Walter Schmidt / 04.11.2014

Ach Herr Bonhorst! Wer hat denn was gegen Satire! Aber Sie haben ja Recht: let´s party! Wenn man sich die vollen Stadien ansieht, die so mancher “Satiriker” zombiert, wird man trübsinnig. Aber der Deutsche will ja alles komfortabel haben. Auch das Aussterben. MfG

Matthias Strickling / 04.11.2014

In einer Demokratie herrscht Meinungsfreiheit. Und da niemand eine Grenze ziehen kann zwischen dem was tabu ist, und was nicht, sollte alles erlaubt sein. So gibt es mittlerweile Hitlerparodien ebenso wie Monthy-Python’s Brian, was auch gut so ist. Vielleicht sollte Monthy Python einen Film über den Islam machen - Man könnte ihn dann beispielsweise ” das Leben des Billy ” nennen mit Billy als Mohammed. Quasi als Gegnstück zu The life of Brian. Das wäre ein Zeichen der Meinungsfreiheit der demokratischen Welt. Allerdings steht dann zu befürchten, daß  die Macher des Filmes eine bis an die Zähne bewaffnete Armee zum Personenschutz benötigten.

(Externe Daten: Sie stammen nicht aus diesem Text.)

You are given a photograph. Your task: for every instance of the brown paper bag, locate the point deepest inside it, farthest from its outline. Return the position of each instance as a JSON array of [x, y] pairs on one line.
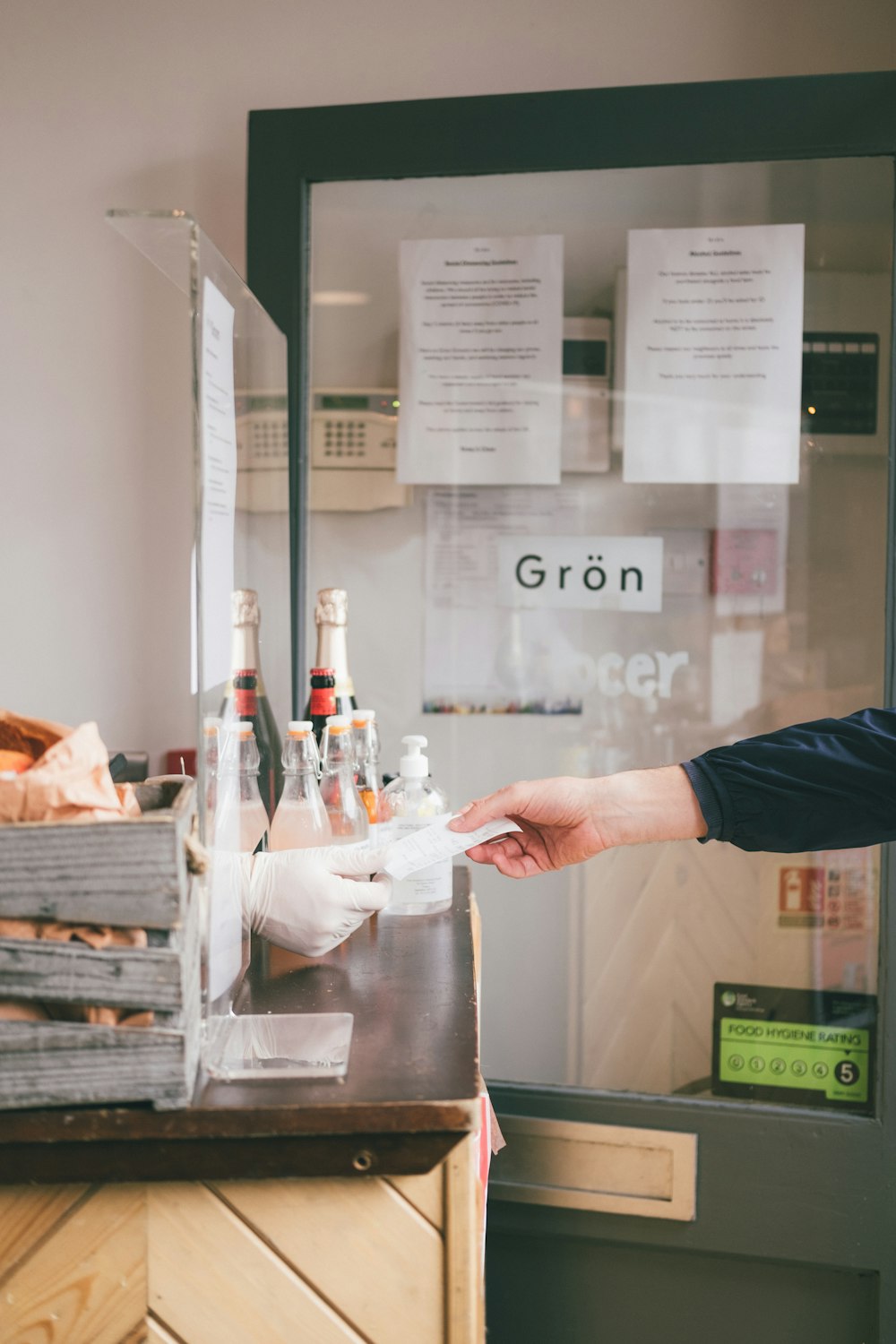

Der Nato-Fall wird eintreten, vorher müsste Deutschland erst einmal hochrüsten, zumindest so, daß die Bundeswehr auch einem fiktiven Angriff von Lichtenstein standhalten könnte. Wer will die Kosten dafür tragen? Wer die Verantwortung? Always look on the bright side of life

Hubert Appenrodt / 04.11.2014

Es war Satire, und sie ist immer erlaubt. Aber ein grottenschlechter linksliberaler Zeitgeisttext ist auch immer das, was einen mittlerweile nur noch anödet, das, was man auch in der SZ oder in der halbverblichenen FR lesen kann oder noch schlimmer: beim Herrn vom Freitag oder ähnlichen linken Gesangsschwuchteln.

Hans Meier / 04.11.2014

Das „befreiende“ Gefühl, wenn fröhliches Gelächter „ausbricht“ und sich Fröhlichkeit nicht unterwerfen muss, um einem „bedrohenden Ernst“ den geforderten „Respekt“ zu zollen, zeigt diametrale Gegensätze. Lachen dürfen ist Lebensqualität und kultivierter Humor in der Satire, die souveräne Freiheit einer fröhlichen, zuversichtlichen Gesellschaft, die auch weiter ihre Freiheit behalten will. Im Konflikt derer die sich empören, ob als Salafisten oder Hooligans, geht es wohl kaum um Satire, sondern eher um öffentliche Randale, wer wem mal was aufs Maul hauen möchte, „vonwegen was guggst Du und Respekt“ auf der Straße. Grundsätzlich zeigen sich doch die kulturellen Unterschiede in dem realen Konflikt um die Freiheit für Humor und Fröhlichkeit wie völlig verschiedene Weltanschauungen. Einerseits liberale Freiheit, Selbstbestimmung und Selbstverantwortung in einer Demokratie, in der Humor und Muse zur entwickelten Kultur und Lebensqualität dazugehört. Andererseits ständige Unterwerfung, unter humorlos strenge Regeln die jede Kritik oder Gedankenfreiheit kategorisch ausschließt. Darum in der zweckmäßigen Staatsform einer absolutistischen Herrschaft, angeführt von Kalifen, Königen und Emiren mit religiös-weltlicher Legitimation, die jede vermeintliche „Majestäts-Beleidigung“ ernsthaft bekämpfen, in dem sie u.a. die Salafisten zum Missionieren und zur Sicherung ihrer Herrschaftsansprüche nutzen. Wie todernst es den im religiösen Fanatismus gefangenen ist, die sich u.a. ins Paradies sprengen, zeigt den Spielraum dieser Tragödie und darauf hat Dieter Nuhr mit rheinischem Humor hingewiesen. Die Klage gegen diesen Humor, ist eine religiös motivierte Klage gegen unsere kulturelle Freiheit, Humor und Fröhlichkeit immer, auch in der Karneval freien Zeit zu haben.

Dominique Seifermann / 04.11.2014

Über Humor sollten Sie keine Witze machen, dafür ist das Thema zu ernst!